Extensions to the GCSB Act will expand the bureau’s aims beyond “national security” to include contributing to “the international relations and well-being of NZ” and its “economic well-being.” It will also be empowered to provide advice to a range of unspecified public and private sector organisations.

The GCSB’s role in providing support to the SIS represents a de facto merger of the two agencies. In the New Zealand Herald on April 19, Gehan Gunasekara, an information privacy law specialist at Auckland University, warned that giving agencies such as the police access to GCSB capabilities would “extend their abilities to spy throughout the globe.”

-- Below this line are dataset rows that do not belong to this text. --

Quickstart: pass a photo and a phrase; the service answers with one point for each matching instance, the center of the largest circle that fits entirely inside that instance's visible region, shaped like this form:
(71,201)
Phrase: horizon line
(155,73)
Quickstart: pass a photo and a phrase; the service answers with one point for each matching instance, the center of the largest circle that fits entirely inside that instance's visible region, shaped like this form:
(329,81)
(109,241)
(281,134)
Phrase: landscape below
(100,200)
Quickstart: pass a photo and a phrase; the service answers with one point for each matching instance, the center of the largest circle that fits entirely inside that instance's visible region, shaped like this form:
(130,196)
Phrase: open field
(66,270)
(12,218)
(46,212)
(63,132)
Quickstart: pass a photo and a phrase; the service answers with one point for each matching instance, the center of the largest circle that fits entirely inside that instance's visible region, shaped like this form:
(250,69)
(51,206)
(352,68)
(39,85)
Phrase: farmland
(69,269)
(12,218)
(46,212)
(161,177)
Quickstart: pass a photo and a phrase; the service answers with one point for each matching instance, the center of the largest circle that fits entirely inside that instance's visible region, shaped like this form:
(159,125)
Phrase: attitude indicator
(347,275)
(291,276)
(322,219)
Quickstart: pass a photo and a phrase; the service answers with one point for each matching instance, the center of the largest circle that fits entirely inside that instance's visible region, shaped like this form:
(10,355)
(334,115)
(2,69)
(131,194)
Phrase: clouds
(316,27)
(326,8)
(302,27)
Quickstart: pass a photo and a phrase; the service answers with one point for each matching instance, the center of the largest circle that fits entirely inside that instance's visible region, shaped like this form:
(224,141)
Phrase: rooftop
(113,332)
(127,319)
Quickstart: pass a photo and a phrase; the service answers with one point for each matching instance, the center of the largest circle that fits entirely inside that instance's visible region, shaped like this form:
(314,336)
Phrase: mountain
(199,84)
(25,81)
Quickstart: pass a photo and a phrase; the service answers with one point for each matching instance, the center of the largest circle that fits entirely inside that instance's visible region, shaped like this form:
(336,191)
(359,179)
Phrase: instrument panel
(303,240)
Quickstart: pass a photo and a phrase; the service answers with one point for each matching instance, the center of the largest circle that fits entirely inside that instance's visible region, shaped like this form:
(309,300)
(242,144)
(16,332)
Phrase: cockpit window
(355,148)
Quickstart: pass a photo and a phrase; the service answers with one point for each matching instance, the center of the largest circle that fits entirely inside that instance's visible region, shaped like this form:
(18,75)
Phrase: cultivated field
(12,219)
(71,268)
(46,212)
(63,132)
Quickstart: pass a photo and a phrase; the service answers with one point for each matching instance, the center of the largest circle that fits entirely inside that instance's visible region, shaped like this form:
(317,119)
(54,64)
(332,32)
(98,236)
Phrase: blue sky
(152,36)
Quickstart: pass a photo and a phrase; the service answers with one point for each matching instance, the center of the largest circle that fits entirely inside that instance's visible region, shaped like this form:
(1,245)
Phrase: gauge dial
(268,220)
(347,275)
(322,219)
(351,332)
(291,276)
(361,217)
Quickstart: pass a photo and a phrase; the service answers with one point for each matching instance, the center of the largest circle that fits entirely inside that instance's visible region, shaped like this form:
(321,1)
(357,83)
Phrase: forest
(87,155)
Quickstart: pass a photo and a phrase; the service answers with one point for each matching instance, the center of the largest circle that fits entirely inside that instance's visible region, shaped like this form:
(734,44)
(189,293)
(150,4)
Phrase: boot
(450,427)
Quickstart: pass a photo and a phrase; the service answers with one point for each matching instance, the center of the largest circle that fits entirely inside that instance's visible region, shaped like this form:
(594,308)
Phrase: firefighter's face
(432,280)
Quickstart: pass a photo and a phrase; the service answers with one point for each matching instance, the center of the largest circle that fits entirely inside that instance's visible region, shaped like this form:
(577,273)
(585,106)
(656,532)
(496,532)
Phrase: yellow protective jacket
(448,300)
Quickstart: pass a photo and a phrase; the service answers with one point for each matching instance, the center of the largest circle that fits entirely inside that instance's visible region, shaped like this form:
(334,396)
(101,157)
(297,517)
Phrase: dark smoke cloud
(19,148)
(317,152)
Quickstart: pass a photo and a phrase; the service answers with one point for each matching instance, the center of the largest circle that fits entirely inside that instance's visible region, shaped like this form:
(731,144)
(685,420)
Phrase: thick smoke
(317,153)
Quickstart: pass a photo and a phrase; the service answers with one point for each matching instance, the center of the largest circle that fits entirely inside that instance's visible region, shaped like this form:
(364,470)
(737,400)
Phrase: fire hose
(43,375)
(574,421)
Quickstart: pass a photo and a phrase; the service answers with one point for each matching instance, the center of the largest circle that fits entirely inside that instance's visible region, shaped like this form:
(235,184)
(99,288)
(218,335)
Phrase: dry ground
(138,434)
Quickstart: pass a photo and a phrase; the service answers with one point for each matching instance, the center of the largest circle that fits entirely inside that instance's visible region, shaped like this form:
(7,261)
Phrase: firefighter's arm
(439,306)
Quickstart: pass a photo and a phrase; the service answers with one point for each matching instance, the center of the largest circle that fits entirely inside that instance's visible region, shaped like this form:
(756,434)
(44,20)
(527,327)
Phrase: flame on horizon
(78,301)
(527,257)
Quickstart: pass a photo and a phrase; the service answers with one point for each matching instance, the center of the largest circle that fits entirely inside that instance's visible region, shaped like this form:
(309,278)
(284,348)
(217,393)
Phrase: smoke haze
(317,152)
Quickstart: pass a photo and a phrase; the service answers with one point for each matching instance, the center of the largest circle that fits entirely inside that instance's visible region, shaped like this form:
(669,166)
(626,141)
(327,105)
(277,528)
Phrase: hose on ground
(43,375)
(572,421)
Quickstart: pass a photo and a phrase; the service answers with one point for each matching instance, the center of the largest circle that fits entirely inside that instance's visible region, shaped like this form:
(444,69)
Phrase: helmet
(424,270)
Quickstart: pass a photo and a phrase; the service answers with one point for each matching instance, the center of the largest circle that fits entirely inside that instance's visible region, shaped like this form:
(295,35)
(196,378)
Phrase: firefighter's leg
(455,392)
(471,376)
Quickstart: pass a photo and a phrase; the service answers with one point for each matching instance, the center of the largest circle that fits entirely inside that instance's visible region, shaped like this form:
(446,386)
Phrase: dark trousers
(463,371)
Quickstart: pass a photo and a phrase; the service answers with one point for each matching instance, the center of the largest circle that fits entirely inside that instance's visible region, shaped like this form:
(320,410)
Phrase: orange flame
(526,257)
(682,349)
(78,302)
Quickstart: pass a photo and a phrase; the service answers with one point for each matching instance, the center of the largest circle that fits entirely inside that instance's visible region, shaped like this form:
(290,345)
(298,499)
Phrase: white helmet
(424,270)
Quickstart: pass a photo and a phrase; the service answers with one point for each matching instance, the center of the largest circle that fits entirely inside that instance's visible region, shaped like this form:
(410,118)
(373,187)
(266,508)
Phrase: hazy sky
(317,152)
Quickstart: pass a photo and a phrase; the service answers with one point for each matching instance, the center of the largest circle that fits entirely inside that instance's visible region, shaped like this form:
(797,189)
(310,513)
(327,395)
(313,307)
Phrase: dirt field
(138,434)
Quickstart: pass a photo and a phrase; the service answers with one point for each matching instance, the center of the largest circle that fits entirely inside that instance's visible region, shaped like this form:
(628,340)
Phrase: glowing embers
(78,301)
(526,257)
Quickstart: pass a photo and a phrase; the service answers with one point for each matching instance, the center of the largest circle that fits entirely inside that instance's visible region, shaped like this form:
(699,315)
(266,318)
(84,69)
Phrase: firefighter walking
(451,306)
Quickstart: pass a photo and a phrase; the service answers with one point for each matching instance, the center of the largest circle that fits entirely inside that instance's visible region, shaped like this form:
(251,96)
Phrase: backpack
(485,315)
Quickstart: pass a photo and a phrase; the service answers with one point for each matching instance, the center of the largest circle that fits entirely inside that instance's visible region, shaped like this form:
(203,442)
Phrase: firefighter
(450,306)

The new Telecommunications Interception Capability and Security (TICS) Bill expands the GCSB’s interception capabilities, allowing them to monitor Internet service providers including email providers, Internet forums and file sharing sites. The TICS Bill also creates a new role for the GCSB to ensure the security of New Zealand’s telecommunications infrastructure, which includes wide powers to determine how communications networks are managed and implemented.

According to Thomas Beagle from Tech Liberty, the new legal powers for New Zealand agencies outstrip those in the United States, giving the GCSB “practically unlimited capacity to intercept New Zealand communications.” The principle of judicial oversight is done away with, and the framework is being established for a “surveillance state” where the government is always watching and recording everyone.

The GCSB is almost certainly party to the US National Security Agency’s (NSA) vast and illegal global spying operations exposed by whistleblower Edward Snowden. The NSA shares some of its data with agencies from four countries: Britain, Australia, New Zealand and Canada, collectively known as the “Five Eyes” alliance. This effectively permits the governments involved to circumvent any prohibition against gathering data on their own citizens by accessing the NSA’s massive data banks. As an integral part of this network, the GCSB operates the Waihopai satellite communications monitoring base, opened in the South Island in 1989.

In an interview with TV3 on June 11, Key fell into step with the international vilification of Snowden, sharply denouncing him as a “criminal”, and saying he should face the “full force of the law.” While Key has flatly refused to comment on any aspect of NSA activities and its links with New Zealand spy agencies, he has not denied that they exist.

In a carefully worded response to questions on the NSA’s data harvesting, Key declared: “We don’t ask foreign intelligence agencies to act in any way that circumvents the New Zealand law.” Given that the GCSB has repeatedly broken the law for the past decade, this is sheer sophistry.

Key acknowledged: “We do exchange—and it’s well known—information with our partners. We do do that. How they gather that information and whether they use techniques or systems like PRISM I can’t comment on that.”

Responsibility for the assault on democratic rights lies with National and Labour-led governments, supported by the Greens. Since 9/11, there has been, under pressure from Washington, a cross-party consensus on ramping up security and surveillance legislation. The previous Clark Labour government established the draconian 2001 Terrorism Suppression Act and the 2003 GCSB Act, which moved the bureau out of the Ministry of Defence and set it up as a stand-alone department. It was also responsible for SIS’s persecution of Algerian asylum seeker Ahmed Zaoui.

Labour and the Greens have criticised the Key government’s legislation and called for a “review” of the security apparatus. Such a review, however, would only serve to further increase spying operations. While posturing as defenders of Snowden, Labour and the Greens have lined up with the right-wing NZ First party in demanding criminal investigations into United Future MP Peter Dunne who was forced to resign from the cabinet on June 7 over allegations that he leaked the Kitteridge Report before its official release.